Gazete Vatan Logo

Sinemanın yapamadığını 'Hatırla Sevgili' yaptı

Türkiye'nin yakın tarihini 'prime-time'a sokan diziyi yaratıcısı anlattı

Politik zor yıllar çemberinden defalarca geçen bir ülke olsak da yakın tarihimize
ilişkin politik sinema konusunda ciddi bir filmimiz hatta gayretimiz yok. Geçmiş
yıllarda birkaç politik film çekilmiş olsa da, bu örnekler insanları politik film
mevzusuna yakınlaştıracağına daha da uzaklaştırdı. Politik içeriklerinden ziyade cesur sahnelerin altından kalkan kadın oyuncularıyla anıldı. Toplumsal belleğimiz giderek zayıflarken televizyon ekranlarında bir dizi film yakın politik tarihimizi anlatmaya başladı. Hem de sevdirerek; "Hatırla Sevgili".

Adnan Menderes'in idam edilmesiyle sonuçlanan politik tarihimizi anlatarak önce evimize oradan da gündemimize girdi. Türkiye'nin politik tarihini anlatan bir
filmimiz olmadığından duruma alışmamış bünye, "dizideki oyuncu Adnan Menderes'e benzemiyor" eleştirilerinden öte bir şey söyleyemedi. Fakat tarih kronolojik olarak işlenmeye başladığında, insanlar kelimenin tam anlamıyla televizyonun karşısında mıhlandı kaldı. Yakın tarihimiz o kadar gerçekçi bir biçimde ekranlardaydı ki, izleyici sadece diziyi izlemiyor yakın geçmişe ait hafızasını da yeniden tazeliyordu.

Yakın geçmişin bugünündekiler, Deniz Gezmiş'i, Adnan Menderes'i ya da Mahir Çayan'ı yeni kuşaklara anlatmaktan kaçınıyor ya da isteseler de anlatamıyorlardı. Varsayalım ki anlattılar, bu gayret anlatılanları dinleyenlerin gözünde canlandırmaya yetmiyordu elbette.
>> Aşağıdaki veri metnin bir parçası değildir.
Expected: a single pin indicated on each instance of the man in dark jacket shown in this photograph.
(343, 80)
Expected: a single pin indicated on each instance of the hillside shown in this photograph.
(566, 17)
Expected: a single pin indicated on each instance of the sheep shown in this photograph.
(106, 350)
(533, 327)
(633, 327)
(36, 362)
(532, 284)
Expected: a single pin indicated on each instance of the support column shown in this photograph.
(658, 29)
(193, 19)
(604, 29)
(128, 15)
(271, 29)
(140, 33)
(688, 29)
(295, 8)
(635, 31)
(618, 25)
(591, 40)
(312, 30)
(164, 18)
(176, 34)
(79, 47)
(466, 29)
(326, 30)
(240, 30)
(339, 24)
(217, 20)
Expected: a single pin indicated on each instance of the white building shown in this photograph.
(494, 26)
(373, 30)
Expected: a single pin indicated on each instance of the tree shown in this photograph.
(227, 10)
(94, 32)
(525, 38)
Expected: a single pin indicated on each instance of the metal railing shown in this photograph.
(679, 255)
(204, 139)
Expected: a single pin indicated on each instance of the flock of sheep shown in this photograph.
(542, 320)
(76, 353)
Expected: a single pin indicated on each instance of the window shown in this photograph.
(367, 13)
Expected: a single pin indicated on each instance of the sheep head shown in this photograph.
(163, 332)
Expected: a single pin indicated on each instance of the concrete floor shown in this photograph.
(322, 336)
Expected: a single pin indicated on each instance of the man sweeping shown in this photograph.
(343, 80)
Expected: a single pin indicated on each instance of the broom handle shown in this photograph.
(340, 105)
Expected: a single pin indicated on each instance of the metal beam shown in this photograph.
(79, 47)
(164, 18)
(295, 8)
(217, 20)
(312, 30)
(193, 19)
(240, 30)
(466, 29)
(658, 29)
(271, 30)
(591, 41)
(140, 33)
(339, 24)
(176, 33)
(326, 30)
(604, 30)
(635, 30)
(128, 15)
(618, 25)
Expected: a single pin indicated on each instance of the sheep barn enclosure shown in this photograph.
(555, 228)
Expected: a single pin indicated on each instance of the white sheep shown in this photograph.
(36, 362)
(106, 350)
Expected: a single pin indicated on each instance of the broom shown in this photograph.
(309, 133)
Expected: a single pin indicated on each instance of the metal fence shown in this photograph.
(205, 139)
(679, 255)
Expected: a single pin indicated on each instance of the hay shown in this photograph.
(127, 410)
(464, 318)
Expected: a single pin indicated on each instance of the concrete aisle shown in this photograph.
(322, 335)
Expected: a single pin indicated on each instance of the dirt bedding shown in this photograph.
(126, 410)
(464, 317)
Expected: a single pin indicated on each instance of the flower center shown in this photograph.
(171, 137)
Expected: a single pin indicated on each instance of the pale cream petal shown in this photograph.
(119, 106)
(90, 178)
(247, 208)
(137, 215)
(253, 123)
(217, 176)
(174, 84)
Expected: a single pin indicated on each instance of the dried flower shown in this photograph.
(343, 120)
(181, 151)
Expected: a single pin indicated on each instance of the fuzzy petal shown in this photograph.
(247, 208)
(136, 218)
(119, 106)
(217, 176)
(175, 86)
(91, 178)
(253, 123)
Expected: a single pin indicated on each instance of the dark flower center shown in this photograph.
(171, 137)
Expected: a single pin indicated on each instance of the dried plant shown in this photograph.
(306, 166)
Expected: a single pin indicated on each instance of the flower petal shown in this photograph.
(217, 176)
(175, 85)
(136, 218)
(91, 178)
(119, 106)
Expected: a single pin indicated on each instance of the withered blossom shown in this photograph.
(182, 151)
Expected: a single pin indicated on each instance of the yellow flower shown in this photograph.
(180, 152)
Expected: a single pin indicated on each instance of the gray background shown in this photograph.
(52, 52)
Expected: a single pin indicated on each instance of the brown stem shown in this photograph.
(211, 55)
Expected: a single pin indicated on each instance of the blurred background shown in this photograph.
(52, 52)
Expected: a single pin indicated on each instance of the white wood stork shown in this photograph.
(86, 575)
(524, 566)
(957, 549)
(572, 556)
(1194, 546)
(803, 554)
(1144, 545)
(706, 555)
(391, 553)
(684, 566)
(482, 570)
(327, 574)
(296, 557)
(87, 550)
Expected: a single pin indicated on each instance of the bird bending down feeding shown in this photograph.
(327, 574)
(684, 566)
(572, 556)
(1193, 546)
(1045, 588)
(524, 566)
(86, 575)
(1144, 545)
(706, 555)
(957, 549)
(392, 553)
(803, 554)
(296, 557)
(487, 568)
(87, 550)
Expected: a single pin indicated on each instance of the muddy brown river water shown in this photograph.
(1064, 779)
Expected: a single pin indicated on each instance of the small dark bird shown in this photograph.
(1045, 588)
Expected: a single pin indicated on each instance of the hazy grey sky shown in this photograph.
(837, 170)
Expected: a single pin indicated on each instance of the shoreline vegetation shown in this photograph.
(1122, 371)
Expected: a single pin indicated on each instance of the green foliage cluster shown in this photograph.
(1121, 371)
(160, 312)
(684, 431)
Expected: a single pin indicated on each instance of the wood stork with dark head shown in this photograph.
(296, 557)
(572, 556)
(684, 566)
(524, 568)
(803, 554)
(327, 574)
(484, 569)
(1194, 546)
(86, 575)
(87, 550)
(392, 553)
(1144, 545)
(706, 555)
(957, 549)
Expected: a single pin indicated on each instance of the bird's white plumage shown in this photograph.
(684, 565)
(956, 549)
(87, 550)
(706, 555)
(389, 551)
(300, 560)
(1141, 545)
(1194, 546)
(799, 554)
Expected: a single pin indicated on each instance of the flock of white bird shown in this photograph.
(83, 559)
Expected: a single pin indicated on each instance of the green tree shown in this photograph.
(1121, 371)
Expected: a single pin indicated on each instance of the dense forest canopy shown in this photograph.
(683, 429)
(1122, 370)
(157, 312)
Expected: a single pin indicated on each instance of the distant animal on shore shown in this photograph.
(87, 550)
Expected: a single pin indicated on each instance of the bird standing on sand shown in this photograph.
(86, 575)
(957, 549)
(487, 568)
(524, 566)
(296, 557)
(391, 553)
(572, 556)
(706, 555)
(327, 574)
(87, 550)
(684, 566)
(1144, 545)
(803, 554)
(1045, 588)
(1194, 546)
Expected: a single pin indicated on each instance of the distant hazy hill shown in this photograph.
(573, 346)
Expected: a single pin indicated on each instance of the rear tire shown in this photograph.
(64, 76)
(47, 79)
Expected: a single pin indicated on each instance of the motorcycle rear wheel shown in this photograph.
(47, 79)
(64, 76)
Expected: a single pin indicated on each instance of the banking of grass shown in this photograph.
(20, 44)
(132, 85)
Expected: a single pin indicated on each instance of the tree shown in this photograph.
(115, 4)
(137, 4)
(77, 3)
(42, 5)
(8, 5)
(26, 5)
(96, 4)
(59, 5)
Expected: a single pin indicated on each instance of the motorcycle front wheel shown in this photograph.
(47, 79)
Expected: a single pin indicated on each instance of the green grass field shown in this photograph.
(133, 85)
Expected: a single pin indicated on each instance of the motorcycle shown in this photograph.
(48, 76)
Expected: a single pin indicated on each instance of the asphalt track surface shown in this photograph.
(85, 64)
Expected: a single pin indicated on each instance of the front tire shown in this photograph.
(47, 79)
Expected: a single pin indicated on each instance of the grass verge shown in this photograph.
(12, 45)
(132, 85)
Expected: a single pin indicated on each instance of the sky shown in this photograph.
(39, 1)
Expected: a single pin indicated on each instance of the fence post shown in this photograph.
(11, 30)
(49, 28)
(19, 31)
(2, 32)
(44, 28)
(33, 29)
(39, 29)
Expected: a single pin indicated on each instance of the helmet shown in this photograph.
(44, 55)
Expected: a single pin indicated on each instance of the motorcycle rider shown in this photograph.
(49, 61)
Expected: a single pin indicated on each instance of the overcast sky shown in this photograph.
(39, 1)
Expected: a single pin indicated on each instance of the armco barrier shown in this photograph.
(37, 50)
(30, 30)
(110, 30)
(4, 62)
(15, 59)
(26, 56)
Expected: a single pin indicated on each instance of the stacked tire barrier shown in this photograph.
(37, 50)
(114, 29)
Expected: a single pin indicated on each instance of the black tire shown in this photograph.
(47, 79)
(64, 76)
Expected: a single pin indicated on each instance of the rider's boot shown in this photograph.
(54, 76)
Ama "Hatırla Sevgili" dizisiyle birlikte Adnan Menderes'in yani Türkiye'nin bir başbakanının idam edilmesini, Deniz Gezmiş ve arkadaşlarının idam sehpasına çıkmalarını, Mahir Çayan ve arkadaşlarının Kızıldere'de öldürülmelerini ve yakın tarihimize "Kızıldere katliamı" olarak geçmesini televizyon ekranlarından -hem de prime time denen, tv için altın kadar önemli bir kuşakta- yer yer belgesel görüntülerle izlemeye başladık. Özellikle 1 Mayıs 1977'de Taksim Meydanı'ndaki büyük miting ve sonrasında meydana gelen olaylar tam da 1 Mayıs arifesinde bütün
gerçekliğiyle karşımızdaydı işte. Etap Marmara'dan miting alanına açılan ateş, sol fraksiyonlar arasındaki sürtüşmeler ve büyük bir mitingin faciaya dönüşmesi. "Hatırla Sevgili"yle yeniden hatırladık. Sonra da dizinin mimarlarından ve senaristi Nilgün Öneş'i aradık. Merak ettiğimiz ve öğrenmek istediğimiz her şeyi sorduk.

"Ihlamurlar Altında"dan "Hatırla Sevgiliye"


"Hatırla Sevgili"den önce "Ihlamurlar Altında" dizisinin senaryosunu yazan Nilgün Öneş, o dizi bir yıllık bir süre için planlanmış olduğundan bir yılın sonunda diziden ayrılmış fakat dizinin yapımcısı onlarsız da olsa devam etme kararı almış.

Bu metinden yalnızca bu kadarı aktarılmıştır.